Cada uno de nosotros puede elegir entre mejorar su entorno o soportar sus incomodidades, entre ayudar o perjudicar, entre la apertura o la cerrazón, en otras palabras, todos podemos formar un camino de bienestar común, uno en el que la transa sea la excepción a la honestidad como regla, en el que podamos sonreír a un paisano en lugar de verlo con desconfianza, en un México donde evitemos meternos todos en la misma canasta en la que no nos creemos que podemos lograr lo que nos propongamos o peor aún, en la que generalizamos en lo negativo en donde el “todos son iguales” se torna ofensivo.

Poder gritar un ¡Viva México! No en un brindis, no en un mes, ni siquiera en voz alta, gritarlo en silencio, sabiendo que México está en nosotros, que nosotros somos México, que podemos mejorar lo que deseemos en lo general si mejoramos en lo particular.

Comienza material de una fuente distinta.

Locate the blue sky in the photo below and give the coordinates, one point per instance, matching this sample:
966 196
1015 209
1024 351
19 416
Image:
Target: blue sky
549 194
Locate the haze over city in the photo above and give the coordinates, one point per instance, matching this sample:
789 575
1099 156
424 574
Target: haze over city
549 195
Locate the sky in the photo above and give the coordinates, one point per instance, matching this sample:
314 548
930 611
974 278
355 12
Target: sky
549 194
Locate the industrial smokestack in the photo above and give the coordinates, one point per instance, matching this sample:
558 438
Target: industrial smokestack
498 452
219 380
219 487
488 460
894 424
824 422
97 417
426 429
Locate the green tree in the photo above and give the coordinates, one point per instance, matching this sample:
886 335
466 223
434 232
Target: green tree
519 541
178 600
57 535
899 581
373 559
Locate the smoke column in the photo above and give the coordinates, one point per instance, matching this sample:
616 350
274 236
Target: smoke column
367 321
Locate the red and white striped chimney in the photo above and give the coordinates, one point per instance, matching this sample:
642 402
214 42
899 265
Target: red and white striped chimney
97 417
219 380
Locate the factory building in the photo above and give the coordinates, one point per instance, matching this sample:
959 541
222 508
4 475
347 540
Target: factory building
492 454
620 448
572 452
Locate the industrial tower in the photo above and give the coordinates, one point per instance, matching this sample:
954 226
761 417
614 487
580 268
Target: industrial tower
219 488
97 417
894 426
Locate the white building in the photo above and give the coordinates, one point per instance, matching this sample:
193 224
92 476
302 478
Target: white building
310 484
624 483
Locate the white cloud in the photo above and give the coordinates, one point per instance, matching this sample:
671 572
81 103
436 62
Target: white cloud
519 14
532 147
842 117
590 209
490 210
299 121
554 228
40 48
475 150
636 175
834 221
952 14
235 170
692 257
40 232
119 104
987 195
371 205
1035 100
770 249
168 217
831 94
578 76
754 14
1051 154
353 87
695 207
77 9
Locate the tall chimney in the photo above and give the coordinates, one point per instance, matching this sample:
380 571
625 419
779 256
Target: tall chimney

Un país es su gente… ustedes son mi país y si me preguntan ¿por qué amo a México? Por mi familia, por mis amigos y por un amor propio que es sencillo de escribir pero infinitamente complicado de describir. Amo a México y como todo amor, puede ser complicado a veces, desesperante en ocasiones pero es el motor que nos mueve, el inicio, el camino y el destino. El amor no juzga, no pide, no se condiciona pero, para que sea amor y no cariño o complacencia se necesita… verdad.